Poi, a smooth and sticky paste often eaten with the fingers, is a simple dish made from taro root and water. Making it the traditional Hawaiian way is labor-intensive, but if authenticity isn't your aim, you can make it in a stand mixer. Raw taro is toxic, so be sure to cook it before you use it. If you can't find taro at your grocery store, try an Asian market.
Kuiai, the Hawaiian word for the process of making poi from scratch, means "pound food." Boil taro until it's tender, then scrape the skin off with the edge of a spoon or the blade of a table knife. Place the boiled taro in a large, shallow bowl, or a traditional wooden board with a depression that holds the taro. Use a stone pounder to mash the taro. A Hawaiian pounder is shaped a little like a beaker you'd use in chemistry class. The edges of the bottom smash the taro into smaller pieces, and the smooth, curved bottom breaks the taro down to a viscous mash. Add water to reach the desired consistency.

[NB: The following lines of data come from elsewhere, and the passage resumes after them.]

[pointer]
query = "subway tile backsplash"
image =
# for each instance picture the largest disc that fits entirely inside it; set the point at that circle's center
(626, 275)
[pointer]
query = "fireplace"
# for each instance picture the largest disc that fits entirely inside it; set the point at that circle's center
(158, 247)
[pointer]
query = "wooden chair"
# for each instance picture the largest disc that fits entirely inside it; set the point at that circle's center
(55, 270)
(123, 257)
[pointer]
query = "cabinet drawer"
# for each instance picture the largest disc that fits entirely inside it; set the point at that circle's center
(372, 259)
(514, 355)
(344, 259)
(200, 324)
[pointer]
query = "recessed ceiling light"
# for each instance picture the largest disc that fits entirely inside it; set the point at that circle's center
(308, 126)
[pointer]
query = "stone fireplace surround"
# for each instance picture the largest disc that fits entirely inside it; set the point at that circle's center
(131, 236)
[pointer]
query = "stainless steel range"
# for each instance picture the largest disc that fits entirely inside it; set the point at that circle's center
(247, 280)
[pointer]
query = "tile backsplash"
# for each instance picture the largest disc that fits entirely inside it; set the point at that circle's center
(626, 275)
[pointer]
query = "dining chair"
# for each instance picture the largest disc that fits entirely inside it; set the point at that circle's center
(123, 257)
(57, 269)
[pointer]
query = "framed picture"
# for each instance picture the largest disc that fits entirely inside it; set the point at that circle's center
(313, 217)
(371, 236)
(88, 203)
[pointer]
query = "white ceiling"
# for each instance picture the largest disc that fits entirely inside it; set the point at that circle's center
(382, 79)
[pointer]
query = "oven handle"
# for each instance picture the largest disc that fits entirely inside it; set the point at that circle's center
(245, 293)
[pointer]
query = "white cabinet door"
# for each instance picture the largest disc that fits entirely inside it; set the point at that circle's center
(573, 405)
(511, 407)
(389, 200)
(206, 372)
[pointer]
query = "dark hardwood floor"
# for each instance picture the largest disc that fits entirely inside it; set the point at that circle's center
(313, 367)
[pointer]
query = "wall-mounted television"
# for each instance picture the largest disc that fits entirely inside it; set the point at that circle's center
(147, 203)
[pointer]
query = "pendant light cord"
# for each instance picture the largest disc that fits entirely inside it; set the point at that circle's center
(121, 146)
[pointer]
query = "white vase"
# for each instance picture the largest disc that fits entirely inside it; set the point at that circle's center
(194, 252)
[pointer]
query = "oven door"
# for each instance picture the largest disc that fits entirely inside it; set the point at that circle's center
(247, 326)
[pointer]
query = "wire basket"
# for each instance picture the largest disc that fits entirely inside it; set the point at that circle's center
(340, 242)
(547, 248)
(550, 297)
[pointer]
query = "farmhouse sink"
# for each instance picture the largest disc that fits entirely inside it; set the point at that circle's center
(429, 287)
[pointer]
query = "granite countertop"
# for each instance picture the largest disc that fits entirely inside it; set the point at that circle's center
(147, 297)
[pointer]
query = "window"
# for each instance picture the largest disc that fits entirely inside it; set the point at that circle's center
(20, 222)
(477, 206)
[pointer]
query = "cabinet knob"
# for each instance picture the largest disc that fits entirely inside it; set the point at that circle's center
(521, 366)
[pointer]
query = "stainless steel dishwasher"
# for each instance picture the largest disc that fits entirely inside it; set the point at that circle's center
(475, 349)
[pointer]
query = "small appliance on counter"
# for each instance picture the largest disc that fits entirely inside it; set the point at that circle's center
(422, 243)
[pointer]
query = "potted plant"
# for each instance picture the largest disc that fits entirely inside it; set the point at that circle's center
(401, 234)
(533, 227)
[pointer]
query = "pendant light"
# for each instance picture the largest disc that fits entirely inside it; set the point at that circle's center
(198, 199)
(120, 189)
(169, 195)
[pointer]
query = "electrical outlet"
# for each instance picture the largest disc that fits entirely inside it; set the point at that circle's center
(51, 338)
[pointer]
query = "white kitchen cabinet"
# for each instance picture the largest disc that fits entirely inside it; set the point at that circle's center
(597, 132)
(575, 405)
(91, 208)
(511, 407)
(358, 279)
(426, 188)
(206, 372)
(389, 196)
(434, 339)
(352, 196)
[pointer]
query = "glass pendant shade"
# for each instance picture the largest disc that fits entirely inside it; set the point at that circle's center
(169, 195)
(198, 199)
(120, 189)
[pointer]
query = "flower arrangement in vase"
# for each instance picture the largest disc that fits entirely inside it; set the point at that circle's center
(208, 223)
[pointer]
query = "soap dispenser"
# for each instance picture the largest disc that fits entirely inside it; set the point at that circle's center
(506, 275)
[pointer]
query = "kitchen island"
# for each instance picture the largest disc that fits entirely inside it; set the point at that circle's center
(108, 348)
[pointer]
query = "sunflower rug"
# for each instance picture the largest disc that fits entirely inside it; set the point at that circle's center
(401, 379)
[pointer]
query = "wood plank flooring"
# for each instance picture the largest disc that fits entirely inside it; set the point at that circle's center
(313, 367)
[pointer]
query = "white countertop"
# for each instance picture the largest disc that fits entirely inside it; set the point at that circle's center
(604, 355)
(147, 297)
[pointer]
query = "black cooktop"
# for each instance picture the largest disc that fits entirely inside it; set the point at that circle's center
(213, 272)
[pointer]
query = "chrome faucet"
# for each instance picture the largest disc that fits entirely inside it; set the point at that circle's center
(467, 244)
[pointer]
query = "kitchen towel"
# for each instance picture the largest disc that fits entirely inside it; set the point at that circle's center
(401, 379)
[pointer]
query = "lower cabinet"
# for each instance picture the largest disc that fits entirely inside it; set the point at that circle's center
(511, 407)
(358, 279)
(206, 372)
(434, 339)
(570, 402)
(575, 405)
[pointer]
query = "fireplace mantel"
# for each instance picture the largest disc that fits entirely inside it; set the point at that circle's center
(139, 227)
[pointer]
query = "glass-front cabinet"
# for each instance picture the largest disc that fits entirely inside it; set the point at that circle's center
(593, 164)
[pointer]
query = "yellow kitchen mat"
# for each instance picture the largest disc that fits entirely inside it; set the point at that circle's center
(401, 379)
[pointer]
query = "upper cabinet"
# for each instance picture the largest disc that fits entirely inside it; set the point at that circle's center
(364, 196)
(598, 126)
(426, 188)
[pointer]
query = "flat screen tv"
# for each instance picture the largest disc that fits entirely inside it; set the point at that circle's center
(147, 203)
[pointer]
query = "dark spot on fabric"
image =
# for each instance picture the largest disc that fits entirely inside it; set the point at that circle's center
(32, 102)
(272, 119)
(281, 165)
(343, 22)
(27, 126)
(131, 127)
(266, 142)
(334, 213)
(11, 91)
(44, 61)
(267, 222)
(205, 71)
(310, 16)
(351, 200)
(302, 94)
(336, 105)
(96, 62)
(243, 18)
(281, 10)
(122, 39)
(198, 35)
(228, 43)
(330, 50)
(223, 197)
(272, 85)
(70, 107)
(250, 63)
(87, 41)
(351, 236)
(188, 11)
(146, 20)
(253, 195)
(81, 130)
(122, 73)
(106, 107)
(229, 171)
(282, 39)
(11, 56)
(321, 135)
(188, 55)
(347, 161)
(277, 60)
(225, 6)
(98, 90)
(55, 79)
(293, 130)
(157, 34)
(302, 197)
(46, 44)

Boil or steam taro root until it's fork tender, then scrape off the skin. Cube the cooked taro and put it in the bowl of a stand mixer with the dough hook attached. Process the taro, beginning at a slow speed and increasing as the taro becomes poi. This may take 5 minutes or longer, depending on the size of the cubes and the amount of taro. Add water to desired consistency.